12:18 < sbahra> how about you kick off an e-mail to me and we discuss over
e-mail?
12:18 < sbahra> Well, the real limitation is that testing overhead is high.
12:19 < sbahra> I was thinking, if we invest some time to automate a lot of
the testing then it would be feasible.
12:20 < sbahra> Right now on x86*, I test with clang, GCC and ICC. Then, I
test on the non-x86 targets across clang and gcc on the GCC compile farm.
12:20 < sbahra> If we add some simple glue to select the target hosts and
automate the run to also include g++ and augment regressions/ to include
some C++ test programs, it
should be manageable.
12:21 < sbahra> I just currently don’t have the time for this boilerplate
and I can’t justify my time on it because I don’t need C++ support.

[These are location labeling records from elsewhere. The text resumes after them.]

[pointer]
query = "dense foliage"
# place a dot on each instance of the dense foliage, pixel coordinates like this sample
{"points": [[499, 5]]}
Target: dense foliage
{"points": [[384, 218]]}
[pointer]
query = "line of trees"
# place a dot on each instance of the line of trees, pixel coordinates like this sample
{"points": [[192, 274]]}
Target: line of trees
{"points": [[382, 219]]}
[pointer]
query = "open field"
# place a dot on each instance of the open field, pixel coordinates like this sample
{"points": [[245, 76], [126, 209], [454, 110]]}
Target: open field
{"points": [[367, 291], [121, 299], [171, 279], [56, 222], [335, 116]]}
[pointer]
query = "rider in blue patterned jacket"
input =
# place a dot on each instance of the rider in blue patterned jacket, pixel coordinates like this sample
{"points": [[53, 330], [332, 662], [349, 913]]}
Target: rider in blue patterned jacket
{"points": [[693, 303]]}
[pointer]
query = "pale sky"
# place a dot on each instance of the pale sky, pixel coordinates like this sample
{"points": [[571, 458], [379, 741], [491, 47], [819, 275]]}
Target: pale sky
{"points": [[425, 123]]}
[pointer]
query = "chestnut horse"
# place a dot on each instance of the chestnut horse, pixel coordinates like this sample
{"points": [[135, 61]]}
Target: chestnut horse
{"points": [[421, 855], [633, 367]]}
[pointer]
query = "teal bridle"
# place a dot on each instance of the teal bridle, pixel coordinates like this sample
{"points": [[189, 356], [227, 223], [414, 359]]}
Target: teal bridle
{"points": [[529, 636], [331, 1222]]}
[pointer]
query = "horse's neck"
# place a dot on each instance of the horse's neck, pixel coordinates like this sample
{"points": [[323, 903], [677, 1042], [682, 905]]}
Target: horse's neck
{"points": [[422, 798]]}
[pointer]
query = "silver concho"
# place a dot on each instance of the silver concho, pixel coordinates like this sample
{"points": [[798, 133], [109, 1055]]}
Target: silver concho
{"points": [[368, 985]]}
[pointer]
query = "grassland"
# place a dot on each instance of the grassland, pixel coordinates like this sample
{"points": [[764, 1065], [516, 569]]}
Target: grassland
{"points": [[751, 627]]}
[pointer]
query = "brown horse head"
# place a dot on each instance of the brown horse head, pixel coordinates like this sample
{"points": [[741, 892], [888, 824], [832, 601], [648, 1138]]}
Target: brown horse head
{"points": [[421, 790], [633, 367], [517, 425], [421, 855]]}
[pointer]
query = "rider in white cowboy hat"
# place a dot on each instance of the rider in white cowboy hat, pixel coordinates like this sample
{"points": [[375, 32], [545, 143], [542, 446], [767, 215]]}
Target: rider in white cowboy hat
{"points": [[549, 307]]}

However, with the above, it should
hopefully be a one-time cost for both of us and I can still
continue to support it as well.
12:23 < sbahra> Then what we can do is also specialize some facilities. So,
under C++, we can specialize things like ck_ring / etc… on a one-by-one
basis. ck_pr is fine to stay
(and there are still advantages to it over stdatomic).
12:25 < sbahra> It’s mostly opaque void pointer.
12:25 < sbahra> Flexible array members can be replaced by GNU extensions
such as 0-sized arrays, which will be supported by C++ compilers.